Washington—Senator Dianne Feinstein (D-Calif.) and Steve Daines (R-Mont.) yesterday introduced the Emergency Wildfire and Public Safety Act. This bipartisan bill will help protect communities from catastrophic wildfires by implementing wildfire mitigation projects, sustaining healthier forests that are more resilient to climate change and providing important energy and retrofitting assistance to businesses and residences to mitigate future risks from wildfire. The House companion bill is being led by Congressman Jimmy Panetta (D-Calif.).
“Some of the most destructive wildfires in California history have burned in the last four years. Wildfires, once a seasonal threat, are now quickly becoming an almost yearlong danger and our response must acknowledge this new reality,” said Senator Feinstein. “This bill will help adapt forest management across California, Montana and the West to the long-term effects of climate. Creating a market for biomass will provide energy while reducing the fuel that helps fires spread quickly. Retrofitting homes with fire-resistant materials will make our communities more resilient. And helping critical facilities like hospitals become more energy-efficient will prepare them to cope with preventative power shutoffs. This bipartisan bill will help adapt at-risk forests and communities to our new reality when it comes to climate change and fighting wildfire and I’m proud to introduce it today.”
“I am very happy to join Senator Feinstein in introducing this strong, commonsense forest management legislation,” Senator Daines said. “This bill will speed up urgently needed projects to reduce wildfire risks, create good paying jobs in the forestry sector, and protect public health and safety. I look forward to working closely with Senator Feinstein to pass this legislation and send it to the President’s desk, because we must manage our forests so they don’t manage us.”
“Throughout the West, and especially in my district on the central coast of California, we regularly experience devastating wildfires that can result in the tragic loss of life and property, hundreds of millions of dollars in suppression costs, and prolonged power shutoffs. As the fire season becomes longer and more intense, we not only need to be prepared, but we also need to be proactive to protect our homes, towns, and communities,” said Congressman Panetta. “Our bipartisan, bicameral legislation is needed now more than ever to help reduce wildfire risk in federal forests, improve best practices for addressing wildfire, and create more resilient communities and energy grids.”
“Many California forests, like forests across the western United States, are unhealthy and at significant risk of high-severity wildfire, insect and disease epidemics, and other threats. Increasing the pace and scale of forest management activities, including mechanical thinning and controlled burning, reduces the threat of catastrophic fire, protects lives and communities, and safeguards and enhances California’s essential water resources. The bipartisan legislation, the Emergency Wildfire and Public Safety Act of 2020, will expedite forest management, accelerate post-fire restoration and reforestation, and remove hazardous fuel load from our national forests,” said California Farm Bureau Federation President Jamie Johansson
The Emergency Wildfire and Public Safety Act is supported by the California Natural Resources Agency, the California Farm Bureau Federation and the Rural County Representatives of California.
Specifically, the legislation would:
- Provide new authority for the Forest Service and Bureau of Land Management to work collaboratively with state partners in the West to implement wildfire mitigation projects. Projects are restricted to areas most in need of restorative forest management.

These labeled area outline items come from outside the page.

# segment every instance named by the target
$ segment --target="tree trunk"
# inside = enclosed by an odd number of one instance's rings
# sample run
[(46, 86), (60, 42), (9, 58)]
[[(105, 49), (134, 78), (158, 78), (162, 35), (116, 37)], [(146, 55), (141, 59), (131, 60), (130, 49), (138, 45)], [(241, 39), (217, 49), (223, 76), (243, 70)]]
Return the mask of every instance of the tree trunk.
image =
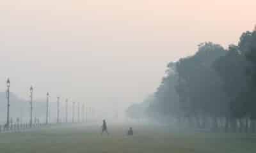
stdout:
[(231, 127), (231, 131), (236, 133), (236, 118), (232, 117), (230, 120), (230, 127)]
[(213, 129), (214, 131), (218, 131), (218, 120), (217, 120), (217, 117), (213, 117), (212, 129)]
[(196, 128), (200, 129), (201, 127), (200, 118), (199, 116), (197, 116), (195, 119), (196, 119)]
[(230, 120), (229, 117), (226, 116), (225, 120), (225, 132), (226, 133), (228, 132), (229, 120)]
[(243, 121), (242, 119), (239, 119), (238, 122), (239, 122), (239, 132), (242, 133), (243, 132)]
[(255, 120), (254, 119), (251, 120), (251, 131), (252, 133), (255, 133), (255, 127), (256, 127), (256, 125), (255, 125)]
[(248, 117), (245, 118), (245, 129), (244, 132), (248, 133), (248, 127), (249, 127), (249, 119)]

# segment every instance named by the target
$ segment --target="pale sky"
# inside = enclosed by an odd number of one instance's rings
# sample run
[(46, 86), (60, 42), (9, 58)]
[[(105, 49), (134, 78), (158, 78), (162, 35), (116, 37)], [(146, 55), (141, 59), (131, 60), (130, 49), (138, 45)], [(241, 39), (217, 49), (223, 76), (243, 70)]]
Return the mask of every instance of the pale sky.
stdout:
[(0, 0), (0, 90), (99, 106), (141, 102), (170, 61), (227, 47), (256, 24), (255, 0)]

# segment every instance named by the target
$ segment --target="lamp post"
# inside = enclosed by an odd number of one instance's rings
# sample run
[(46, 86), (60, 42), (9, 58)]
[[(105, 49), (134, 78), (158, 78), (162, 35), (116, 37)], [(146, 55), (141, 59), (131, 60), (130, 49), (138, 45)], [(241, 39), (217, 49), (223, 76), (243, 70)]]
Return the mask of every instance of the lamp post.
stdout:
[(84, 103), (82, 104), (82, 122), (84, 122)]
[(60, 97), (57, 97), (57, 123), (60, 122)]
[(85, 113), (86, 113), (86, 120), (85, 120), (85, 122), (87, 123), (87, 121), (88, 121), (88, 103), (87, 104), (86, 104), (86, 108), (85, 108), (85, 111), (86, 111), (86, 112), (85, 112)]
[(72, 106), (72, 122), (75, 122), (75, 102), (73, 102), (73, 106)]
[(29, 89), (30, 91), (30, 127), (32, 127), (32, 123), (33, 123), (33, 120), (32, 120), (32, 110), (33, 110), (33, 105), (32, 105), (32, 101), (33, 101), (33, 88), (32, 87), (32, 85), (30, 87)]
[(9, 127), (10, 125), (10, 86), (11, 82), (10, 82), (10, 79), (7, 78), (6, 81), (6, 86), (7, 86), (7, 120), (6, 120), (6, 127)]
[(80, 122), (80, 103), (77, 103), (77, 122)]
[(46, 124), (48, 124), (49, 92), (46, 93)]
[(68, 99), (66, 99), (66, 123), (68, 122)]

- Allow disaster mitigation and preparedness funding to be used to reduce the wildfire risk posed by utility lines and expedite permitting for the installation of wildfire detection equipment (such as sensors, cameras, and other relevant equipment) and expand the use of satellite data to assist wildfire response.
- Create a program to incentivize the collection of woody biomass and help expand processing facilities to make biomass more economically viable.

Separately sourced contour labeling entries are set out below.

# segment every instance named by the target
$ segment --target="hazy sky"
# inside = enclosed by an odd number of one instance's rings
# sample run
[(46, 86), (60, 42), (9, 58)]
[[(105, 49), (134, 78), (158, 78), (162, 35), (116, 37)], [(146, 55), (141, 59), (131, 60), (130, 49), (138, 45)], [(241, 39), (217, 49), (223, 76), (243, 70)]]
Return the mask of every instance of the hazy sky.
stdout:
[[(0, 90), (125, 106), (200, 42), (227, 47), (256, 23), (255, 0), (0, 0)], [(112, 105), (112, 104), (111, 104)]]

- Create a forest workforce development program to train a new generation of workers to help address wildfire and forest health.
- Require the establishment of a fire center in the Western United States to train new firefighters and forestry professionals on the beneficial uses of prescribed fires, a far more cost-effective method of stopping fires than mechanical thinning or firefighting.

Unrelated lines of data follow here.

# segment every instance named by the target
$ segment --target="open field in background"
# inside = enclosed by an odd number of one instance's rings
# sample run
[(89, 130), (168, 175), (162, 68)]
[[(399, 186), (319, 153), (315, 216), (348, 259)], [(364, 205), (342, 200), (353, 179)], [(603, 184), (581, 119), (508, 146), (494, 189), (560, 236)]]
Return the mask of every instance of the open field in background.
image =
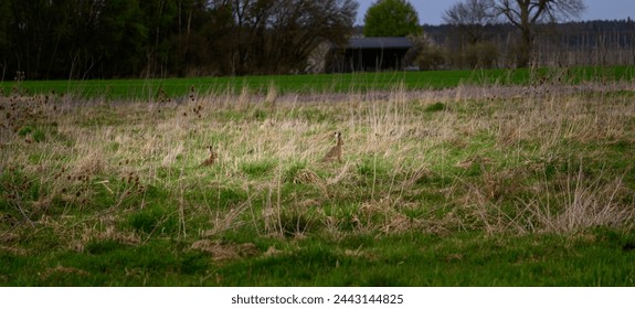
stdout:
[(635, 68), (627, 66), (110, 81), (28, 81), (27, 76), (27, 81), (20, 83), (0, 83), (0, 89), (6, 95), (20, 88), (22, 93), (28, 92), (30, 95), (55, 92), (81, 98), (152, 100), (160, 90), (172, 98), (184, 97), (192, 85), (201, 94), (265, 94), (272, 86), (278, 94), (332, 94), (391, 90), (398, 84), (408, 90), (416, 90), (454, 88), (458, 85), (539, 85), (546, 82), (580, 84), (634, 78)]
[(548, 73), (2, 97), (0, 285), (634, 286), (633, 76)]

- Lift the current export ban on unprocessed timber from federal lands in the west for trees that are dead or dying, or if there is no demand in the United States. California currently has nearly 150 million dead and dying trees on thousands of acres that are at risk of wildfire.
- Expand the Energy Department’s weatherization program to allow for the retrofit of homes to make them more resilient to wildfire through the use of fire-resistant building materials and other methods.
- Establish a new grant program to assist critical facilities like hospitals and police stations become more energy efficient and better adapted to function during power shutoffs. The new program would also provide funding for the expanded use of distributed energy infrastructure, including microgrids.